Secure Shell (SSH) is a vital tool for server administrators to access and manage servers remotely. However, it's crucial to monitor and manage SSH access to ensure security and prevent unauthorized access. This knowledge base provides comprehensive information on monitoring and managing SSH access in WHM cPanel.

Understanding SSH Access

What is SSH?

SSH is a cryptographic network protocol that provides secure communication over an unsecured network. It allows users to securely connect to a remote server over the internet.

Importance of Monitoring SSH Access

Monitoring SSH access is essential to:

1. Prevent Unauthorized Access: Identify and block unauthorized attempts to access the server.

2. Detect Suspicious Activity: Monitor for any unusual or suspicious behavior related to SSH access.

3. Maintain Server Security: Ensure that only authorized users have access to the server.

Monitoring SSH Access

Access Logs

1. SSH Access Logs:

   • Access logs are stored in /var/log/secure or /var/log/auth.log on most Linux systems.

2. WHM SSH Logs:

   • In WHM, navigate to Home > Security Center > SSH Access.

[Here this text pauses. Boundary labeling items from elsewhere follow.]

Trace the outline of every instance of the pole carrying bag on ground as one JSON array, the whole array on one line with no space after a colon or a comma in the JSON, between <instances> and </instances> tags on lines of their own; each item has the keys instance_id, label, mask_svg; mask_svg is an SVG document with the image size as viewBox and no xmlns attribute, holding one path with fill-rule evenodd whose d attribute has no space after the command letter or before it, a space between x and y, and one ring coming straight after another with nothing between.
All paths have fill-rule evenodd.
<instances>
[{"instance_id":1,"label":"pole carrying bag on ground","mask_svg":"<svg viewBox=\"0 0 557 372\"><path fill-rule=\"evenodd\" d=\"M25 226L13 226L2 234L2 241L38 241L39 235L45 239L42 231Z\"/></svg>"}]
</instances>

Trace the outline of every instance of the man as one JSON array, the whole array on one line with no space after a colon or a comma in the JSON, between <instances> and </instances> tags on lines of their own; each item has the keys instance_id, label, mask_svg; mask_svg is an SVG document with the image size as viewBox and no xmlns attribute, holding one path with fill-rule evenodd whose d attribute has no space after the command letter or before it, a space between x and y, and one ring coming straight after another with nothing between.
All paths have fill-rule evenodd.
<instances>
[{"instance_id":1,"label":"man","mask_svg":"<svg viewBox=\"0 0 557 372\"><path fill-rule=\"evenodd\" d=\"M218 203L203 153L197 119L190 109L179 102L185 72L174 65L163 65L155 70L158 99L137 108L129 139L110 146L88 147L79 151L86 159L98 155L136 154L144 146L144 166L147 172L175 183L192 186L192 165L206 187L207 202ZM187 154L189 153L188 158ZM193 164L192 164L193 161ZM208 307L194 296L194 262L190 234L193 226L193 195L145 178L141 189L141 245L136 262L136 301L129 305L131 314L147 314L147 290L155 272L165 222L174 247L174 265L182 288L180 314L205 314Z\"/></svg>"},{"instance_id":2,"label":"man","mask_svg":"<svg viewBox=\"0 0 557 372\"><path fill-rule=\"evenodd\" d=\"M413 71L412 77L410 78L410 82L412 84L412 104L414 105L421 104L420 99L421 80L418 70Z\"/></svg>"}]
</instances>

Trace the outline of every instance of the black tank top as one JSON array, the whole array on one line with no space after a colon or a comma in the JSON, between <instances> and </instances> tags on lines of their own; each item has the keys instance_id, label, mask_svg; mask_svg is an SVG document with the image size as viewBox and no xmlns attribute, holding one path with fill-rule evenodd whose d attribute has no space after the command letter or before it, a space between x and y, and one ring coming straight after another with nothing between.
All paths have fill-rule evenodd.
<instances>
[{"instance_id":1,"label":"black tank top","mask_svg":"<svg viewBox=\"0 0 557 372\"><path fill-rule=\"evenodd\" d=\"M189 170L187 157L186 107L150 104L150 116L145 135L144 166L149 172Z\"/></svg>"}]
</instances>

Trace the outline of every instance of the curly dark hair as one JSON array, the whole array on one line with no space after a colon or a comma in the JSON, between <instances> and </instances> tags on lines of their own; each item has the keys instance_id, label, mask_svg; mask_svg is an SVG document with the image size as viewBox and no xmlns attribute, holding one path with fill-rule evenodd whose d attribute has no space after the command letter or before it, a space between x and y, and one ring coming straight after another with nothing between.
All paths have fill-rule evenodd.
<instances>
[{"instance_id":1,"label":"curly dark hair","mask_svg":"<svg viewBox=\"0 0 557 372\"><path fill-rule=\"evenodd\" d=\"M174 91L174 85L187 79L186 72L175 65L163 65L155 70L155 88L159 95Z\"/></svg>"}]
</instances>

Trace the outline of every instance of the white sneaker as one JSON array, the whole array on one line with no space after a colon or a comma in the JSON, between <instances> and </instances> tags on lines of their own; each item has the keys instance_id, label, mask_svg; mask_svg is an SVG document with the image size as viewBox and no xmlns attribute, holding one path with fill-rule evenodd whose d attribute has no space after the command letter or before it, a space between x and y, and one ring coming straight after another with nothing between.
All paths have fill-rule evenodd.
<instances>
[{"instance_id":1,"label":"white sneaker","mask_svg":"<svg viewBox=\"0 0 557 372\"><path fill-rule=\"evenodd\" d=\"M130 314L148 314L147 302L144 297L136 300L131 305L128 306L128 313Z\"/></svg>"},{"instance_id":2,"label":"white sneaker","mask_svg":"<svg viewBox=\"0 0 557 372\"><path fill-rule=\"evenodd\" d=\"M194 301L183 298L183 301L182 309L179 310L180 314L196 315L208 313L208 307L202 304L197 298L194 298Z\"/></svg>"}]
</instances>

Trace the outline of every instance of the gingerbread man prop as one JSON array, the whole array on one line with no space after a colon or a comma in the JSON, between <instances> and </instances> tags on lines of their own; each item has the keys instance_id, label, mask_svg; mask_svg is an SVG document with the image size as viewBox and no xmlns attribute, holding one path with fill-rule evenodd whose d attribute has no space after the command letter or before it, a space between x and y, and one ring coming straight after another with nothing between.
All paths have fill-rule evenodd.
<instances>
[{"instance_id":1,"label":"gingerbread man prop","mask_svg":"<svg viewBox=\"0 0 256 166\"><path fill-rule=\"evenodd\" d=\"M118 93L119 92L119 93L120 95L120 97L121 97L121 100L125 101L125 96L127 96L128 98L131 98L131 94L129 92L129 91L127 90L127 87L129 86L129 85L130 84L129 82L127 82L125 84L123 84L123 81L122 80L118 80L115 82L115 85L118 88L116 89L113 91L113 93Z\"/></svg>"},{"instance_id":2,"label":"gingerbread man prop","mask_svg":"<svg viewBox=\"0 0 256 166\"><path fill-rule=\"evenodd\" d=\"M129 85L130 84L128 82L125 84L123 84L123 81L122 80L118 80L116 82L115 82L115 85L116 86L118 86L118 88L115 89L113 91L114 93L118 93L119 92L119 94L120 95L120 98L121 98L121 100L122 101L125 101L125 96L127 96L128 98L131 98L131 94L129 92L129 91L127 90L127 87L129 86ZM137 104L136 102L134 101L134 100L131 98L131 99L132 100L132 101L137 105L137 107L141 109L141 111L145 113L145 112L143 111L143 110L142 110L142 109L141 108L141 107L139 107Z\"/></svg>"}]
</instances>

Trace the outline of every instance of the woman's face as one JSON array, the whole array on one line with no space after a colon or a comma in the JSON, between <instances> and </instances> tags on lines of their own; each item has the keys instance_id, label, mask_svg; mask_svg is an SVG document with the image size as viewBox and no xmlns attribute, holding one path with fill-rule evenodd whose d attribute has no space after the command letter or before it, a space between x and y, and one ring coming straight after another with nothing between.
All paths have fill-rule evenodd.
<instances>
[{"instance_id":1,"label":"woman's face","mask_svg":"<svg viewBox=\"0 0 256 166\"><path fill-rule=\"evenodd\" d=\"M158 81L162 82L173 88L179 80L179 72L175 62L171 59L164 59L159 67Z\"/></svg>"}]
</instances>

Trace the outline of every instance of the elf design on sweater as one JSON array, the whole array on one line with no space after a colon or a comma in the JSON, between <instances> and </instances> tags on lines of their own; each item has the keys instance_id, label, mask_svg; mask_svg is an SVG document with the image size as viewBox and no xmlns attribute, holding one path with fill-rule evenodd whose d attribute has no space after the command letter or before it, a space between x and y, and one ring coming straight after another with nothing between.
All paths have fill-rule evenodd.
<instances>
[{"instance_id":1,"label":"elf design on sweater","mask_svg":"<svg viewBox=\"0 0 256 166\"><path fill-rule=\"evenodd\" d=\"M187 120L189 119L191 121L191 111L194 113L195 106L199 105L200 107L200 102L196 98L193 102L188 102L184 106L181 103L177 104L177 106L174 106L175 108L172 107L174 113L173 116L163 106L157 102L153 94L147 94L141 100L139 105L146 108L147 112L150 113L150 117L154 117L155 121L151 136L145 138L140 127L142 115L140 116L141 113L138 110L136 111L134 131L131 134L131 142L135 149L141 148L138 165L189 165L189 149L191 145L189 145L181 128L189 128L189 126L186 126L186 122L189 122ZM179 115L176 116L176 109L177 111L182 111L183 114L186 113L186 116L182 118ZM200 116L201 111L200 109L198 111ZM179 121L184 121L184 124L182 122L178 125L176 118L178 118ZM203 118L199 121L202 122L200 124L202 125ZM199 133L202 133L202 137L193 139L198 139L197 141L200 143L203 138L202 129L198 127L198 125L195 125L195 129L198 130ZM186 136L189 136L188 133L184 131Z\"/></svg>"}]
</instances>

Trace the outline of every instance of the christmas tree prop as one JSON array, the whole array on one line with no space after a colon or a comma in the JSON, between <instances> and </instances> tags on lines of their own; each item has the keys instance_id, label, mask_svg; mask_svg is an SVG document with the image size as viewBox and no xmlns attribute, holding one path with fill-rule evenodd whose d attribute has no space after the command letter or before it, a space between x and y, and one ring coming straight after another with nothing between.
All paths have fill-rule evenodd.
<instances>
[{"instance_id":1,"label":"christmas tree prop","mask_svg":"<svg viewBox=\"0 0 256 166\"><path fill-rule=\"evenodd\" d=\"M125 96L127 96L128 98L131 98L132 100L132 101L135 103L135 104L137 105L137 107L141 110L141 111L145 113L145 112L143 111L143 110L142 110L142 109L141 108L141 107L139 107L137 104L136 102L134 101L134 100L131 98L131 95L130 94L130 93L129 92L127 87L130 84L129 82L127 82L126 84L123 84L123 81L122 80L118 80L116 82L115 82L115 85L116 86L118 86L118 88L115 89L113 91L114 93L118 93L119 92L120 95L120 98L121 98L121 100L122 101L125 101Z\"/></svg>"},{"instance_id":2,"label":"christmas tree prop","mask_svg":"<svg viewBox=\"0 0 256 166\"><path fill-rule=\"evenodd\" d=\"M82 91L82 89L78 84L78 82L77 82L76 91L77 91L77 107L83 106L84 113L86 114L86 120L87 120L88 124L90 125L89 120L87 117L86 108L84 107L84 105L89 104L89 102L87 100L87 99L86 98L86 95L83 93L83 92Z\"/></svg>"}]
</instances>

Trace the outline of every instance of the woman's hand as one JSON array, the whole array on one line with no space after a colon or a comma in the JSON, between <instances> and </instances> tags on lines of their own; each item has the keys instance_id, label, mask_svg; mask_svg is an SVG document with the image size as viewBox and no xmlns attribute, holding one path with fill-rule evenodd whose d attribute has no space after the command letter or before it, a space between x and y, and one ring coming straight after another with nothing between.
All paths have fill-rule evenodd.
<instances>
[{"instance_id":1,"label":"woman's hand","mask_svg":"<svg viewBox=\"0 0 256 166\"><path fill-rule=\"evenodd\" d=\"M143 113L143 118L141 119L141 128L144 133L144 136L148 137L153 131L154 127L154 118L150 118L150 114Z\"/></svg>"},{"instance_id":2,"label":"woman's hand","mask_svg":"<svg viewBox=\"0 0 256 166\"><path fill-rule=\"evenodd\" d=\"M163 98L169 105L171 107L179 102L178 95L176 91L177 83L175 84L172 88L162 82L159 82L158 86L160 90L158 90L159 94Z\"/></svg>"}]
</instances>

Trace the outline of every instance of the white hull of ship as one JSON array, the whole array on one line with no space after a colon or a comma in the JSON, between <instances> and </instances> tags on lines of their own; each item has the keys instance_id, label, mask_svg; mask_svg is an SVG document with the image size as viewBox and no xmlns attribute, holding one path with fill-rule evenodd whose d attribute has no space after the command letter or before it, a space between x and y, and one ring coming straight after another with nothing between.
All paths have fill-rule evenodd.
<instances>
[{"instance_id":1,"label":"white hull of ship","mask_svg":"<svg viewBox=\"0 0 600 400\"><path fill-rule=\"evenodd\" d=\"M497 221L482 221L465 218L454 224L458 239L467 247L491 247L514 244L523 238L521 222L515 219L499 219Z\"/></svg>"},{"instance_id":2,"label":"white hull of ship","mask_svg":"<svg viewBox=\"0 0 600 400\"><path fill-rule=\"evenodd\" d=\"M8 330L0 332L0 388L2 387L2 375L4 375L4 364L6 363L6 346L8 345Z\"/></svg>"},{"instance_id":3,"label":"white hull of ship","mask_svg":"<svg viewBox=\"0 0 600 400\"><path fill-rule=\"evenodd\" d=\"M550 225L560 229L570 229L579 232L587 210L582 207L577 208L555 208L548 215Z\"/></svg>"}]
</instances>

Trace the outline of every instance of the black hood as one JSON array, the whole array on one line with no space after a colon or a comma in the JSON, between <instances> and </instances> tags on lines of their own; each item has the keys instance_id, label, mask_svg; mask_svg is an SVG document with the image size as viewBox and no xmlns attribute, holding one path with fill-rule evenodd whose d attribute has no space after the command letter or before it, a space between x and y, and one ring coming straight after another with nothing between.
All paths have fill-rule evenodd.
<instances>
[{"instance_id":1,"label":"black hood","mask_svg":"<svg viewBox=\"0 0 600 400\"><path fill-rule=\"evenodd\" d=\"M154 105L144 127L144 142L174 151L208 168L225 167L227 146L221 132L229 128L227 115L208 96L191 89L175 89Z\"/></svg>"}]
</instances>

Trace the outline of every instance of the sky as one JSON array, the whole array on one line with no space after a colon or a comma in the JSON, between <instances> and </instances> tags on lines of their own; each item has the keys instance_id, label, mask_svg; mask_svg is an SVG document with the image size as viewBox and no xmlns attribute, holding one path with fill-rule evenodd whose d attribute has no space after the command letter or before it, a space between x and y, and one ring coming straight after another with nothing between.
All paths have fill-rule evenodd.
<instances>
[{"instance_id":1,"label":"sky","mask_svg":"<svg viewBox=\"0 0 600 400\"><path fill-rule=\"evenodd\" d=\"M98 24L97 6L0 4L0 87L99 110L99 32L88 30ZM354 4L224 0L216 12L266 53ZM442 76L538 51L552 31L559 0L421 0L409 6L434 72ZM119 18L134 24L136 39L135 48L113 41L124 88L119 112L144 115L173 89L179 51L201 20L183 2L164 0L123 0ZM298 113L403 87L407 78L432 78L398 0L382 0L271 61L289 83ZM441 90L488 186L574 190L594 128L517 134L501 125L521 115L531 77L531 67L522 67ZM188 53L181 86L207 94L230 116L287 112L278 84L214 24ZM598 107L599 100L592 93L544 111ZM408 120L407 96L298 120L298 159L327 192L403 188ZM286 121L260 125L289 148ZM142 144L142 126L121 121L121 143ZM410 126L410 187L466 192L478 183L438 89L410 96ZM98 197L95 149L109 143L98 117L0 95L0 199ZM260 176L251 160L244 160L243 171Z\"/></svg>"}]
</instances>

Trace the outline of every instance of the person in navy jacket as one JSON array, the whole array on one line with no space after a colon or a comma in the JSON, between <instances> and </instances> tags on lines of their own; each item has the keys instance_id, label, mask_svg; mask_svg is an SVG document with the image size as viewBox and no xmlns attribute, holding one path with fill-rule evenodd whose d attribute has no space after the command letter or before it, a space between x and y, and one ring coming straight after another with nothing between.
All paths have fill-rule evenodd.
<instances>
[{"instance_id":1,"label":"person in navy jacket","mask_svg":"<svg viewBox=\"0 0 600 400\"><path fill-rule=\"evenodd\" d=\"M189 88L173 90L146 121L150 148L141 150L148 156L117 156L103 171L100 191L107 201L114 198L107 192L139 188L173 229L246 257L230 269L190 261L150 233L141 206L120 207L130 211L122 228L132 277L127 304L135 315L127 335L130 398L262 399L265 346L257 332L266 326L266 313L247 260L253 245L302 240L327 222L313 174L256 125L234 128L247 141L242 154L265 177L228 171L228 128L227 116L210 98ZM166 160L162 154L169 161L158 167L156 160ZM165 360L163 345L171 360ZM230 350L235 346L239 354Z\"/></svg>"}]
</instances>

Configuring SSH Logs in WHM

1. Log Configuration:

   • In WHM, go to Home > Service Configuration > cPanel Log Rotation Configuration.

   • Ensure that SSH logs are configured for rotation and retention.

2. WHM Log Browser:

   • Access WHM > Home > Server Configuration > cPanel Log Browser to view and search logs.

Managing SSH Access

Secure Passwords and Key Authentication

1. Strong Passwords:

   • Encourage users to use complex, unique passwords for SSH access.

2. SSH Key Authentication:

   • Promote the use of SSH keys for more secure authentication.

Configuring SSH Service

1. SSH Configuration File:

   • Modify the SSH configuration file (/etc/ssh/sshd_config) to specify access rules and preferences.

2. Port Changing:

   • Consider changing the default SSH port (22) to a non-standard port to deter automated attacks.

Implementing Fail2Ban

1. Install Fail2Ban:

   • In WHM, go to Home > Security Center > Manage Plugins.

2. Configuring Fail2Ban:

   • Adjust settings in WHM > Home > Plugins > Fail2Ban to ban IP addresses after repeated failed login attempts.

Restricting SSH Access by IP

1. IP Access Control:

   • Use firewall rules or SSH configuration to restrict SSH access to specific IP addresses or ranges.

2. WHM IP Access Control:

   • In WHM, navigate to Home > Security Center > Host Access Control to manage IP restrictions.

Monitoring User Activity

WHM's User Activity Logs

1. Access Logs:

   • View user activity logs in WHM > Home > Security Center > User Activity.

2. Monitor for Suspicious Activity:

   • Look for unusual patterns or repeated failed login attempts.

Using Security Plugins

1. Install Security Plugins:

   • Consider using security plugins like ConfigServer Security & Firewall (CSF) for additional protection.

2. Regular Auditing:

   • Perform regular audits of user accounts and access permissions.

Conclusion

Monitoring and managing SSH access in WHM cPanel is essential for maintaining server security and preventing unauthorized access. By following the guidelines provided in this knowledge base, you can effectively monitor SSH activity, implement security measures, and take proactive steps to ensure the integrity of your server. Regularly reviewing logs and user activity will help maintain a secure and reliable hosting environment.